The segmentation results with a traditional approach are shown in the third column. Most of the neuron soma was correctly segmented, although it presented limitations in dendrites. Dendrite sizes are varied, and their connection with the soma could be affected when opening or area filtering is applied, causing the final segmentation not to include part of them.

Also, when dendrites are close, they are segmented as one. Low contrast generated by dim lighting significantly affected dendrites segmentation. On the other hand, the segmentation with U-Net showed a more integral segmentation even when the illumination varies.

However, in some cases, a) segmented dendrite disconnects from the soma, and b) if some artifact is near enough to dendrite, it can be segmented as part of the ROI. The DSC was calculated to assess the results, obtaining an average of 0.69±0.06 with the traditional approach and 0.73±0.07 with U-Net in raw images.

Also, the experiment was done using as input for U-Net the preprocessed images with the Gaussian and entropy filters; for this experiment, the result was 0.73±0.04, showing that there was no significant change by including the preprocessing. One of the purposes of neuron segmentation was the automatic estimation of the size. The size of neurons is relevant in electrophysiology studies because the study population must contain similar morphological properties. It is possible to estimate the area with the capacitance of the neuron thanks to the physical constant that establishes that the thickness of the lipid bilayer is 1μF for every cm².

Nevertheless, this process of measure implies direct contact with the neuron, which is a complex process and sometimes kills the neuron before obtaining a result. To estimate the neuron size, the image of a circular mark engraved with a high-precision laser in a slide was acquired at the same magnification as the images from the database (40x) and taken as a reference (Fig. 8).

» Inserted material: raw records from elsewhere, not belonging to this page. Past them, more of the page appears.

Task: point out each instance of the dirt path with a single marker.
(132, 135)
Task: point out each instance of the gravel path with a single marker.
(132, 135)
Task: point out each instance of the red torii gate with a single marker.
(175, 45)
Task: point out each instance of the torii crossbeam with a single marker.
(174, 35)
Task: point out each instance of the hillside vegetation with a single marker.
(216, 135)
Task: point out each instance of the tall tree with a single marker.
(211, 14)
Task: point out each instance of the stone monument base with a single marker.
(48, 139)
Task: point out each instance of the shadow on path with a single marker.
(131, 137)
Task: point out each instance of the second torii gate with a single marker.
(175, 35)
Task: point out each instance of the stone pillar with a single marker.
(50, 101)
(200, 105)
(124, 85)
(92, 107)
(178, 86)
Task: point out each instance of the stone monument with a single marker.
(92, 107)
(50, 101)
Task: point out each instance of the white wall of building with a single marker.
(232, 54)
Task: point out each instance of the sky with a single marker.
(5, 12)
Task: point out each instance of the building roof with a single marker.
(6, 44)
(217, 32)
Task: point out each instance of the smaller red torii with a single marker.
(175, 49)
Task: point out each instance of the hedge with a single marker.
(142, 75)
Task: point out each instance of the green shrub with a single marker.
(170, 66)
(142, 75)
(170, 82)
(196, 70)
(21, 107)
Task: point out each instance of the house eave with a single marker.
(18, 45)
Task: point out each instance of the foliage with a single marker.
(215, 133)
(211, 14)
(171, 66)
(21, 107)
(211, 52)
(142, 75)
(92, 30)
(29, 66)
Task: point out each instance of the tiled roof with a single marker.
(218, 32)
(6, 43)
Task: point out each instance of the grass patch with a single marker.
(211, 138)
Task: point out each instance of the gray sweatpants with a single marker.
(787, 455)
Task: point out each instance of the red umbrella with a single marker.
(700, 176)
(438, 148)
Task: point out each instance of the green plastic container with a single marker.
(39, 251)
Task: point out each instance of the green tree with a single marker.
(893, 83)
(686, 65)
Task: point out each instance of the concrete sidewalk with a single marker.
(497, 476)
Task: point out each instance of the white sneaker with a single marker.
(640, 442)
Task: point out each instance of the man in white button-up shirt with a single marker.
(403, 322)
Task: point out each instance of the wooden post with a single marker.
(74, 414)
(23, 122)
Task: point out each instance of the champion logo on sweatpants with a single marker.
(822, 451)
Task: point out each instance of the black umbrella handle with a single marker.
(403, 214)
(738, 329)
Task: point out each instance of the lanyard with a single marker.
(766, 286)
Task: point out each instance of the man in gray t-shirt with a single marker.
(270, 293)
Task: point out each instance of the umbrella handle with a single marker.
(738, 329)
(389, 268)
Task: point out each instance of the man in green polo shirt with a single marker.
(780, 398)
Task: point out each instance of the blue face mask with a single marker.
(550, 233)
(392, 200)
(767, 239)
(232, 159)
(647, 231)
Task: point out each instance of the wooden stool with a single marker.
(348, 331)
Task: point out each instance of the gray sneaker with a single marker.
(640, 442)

Fig. 8 Image of high-precision laser point in a slide, diameter is calculated and showed with the red circle

The marked circle corresponds to an estimated area of 70 μm comprising approximately 932 pixels of diameter. Then, one pixel is equivalent to 0.076 μm per side. With this reference, the radius and area from the segmented image can be calculated. The measurements of neurons in Fig. 7 are shown in Table 1. To compute the radio, it was considered that soma is sphere-shaped [¹⁵]. The measurements in Table 1 show that the results of U-Net allow estimating measures closer to the expert’s estimation and consistent with the type of neuron.

Table 1 Estimated measurements for neurons in Fig. 7 based on the obtained segmentation and their comparison with the expert estimation

	Reference		Traditional Methods		Predictions U-Net
Neuron Example	Area (μm2)	Radius (μm)	Area (μm2)	Radius (μm)	Area (μm2)	Radius(μm)
a)	435.40	11.77	555.53	13.41	412.41	11.45
b)	575.96	13.54	664.14	14.53	566.88	13.43
c)	484.36	12.41	612.03	13.95	463.77	12.15
d)	535.61	13.05	794.24	15.90	507.81	12.71

4 Discussion

Although the difference in DSC between the two approaches was small, about 0.04, the evaluation of measures for segmented neurons showed that this difference goes beyond a match with the ground truth. In the case of the traditional method, the soma is correctly identified, and the whole is extracted. However, dendrites are harder to identify since they are finer structures, unlike the U-Net, which correctly identified most identify most of the dendrites. Even when most of the area matches in both approaches, the fine parts of the neuron make an important difference.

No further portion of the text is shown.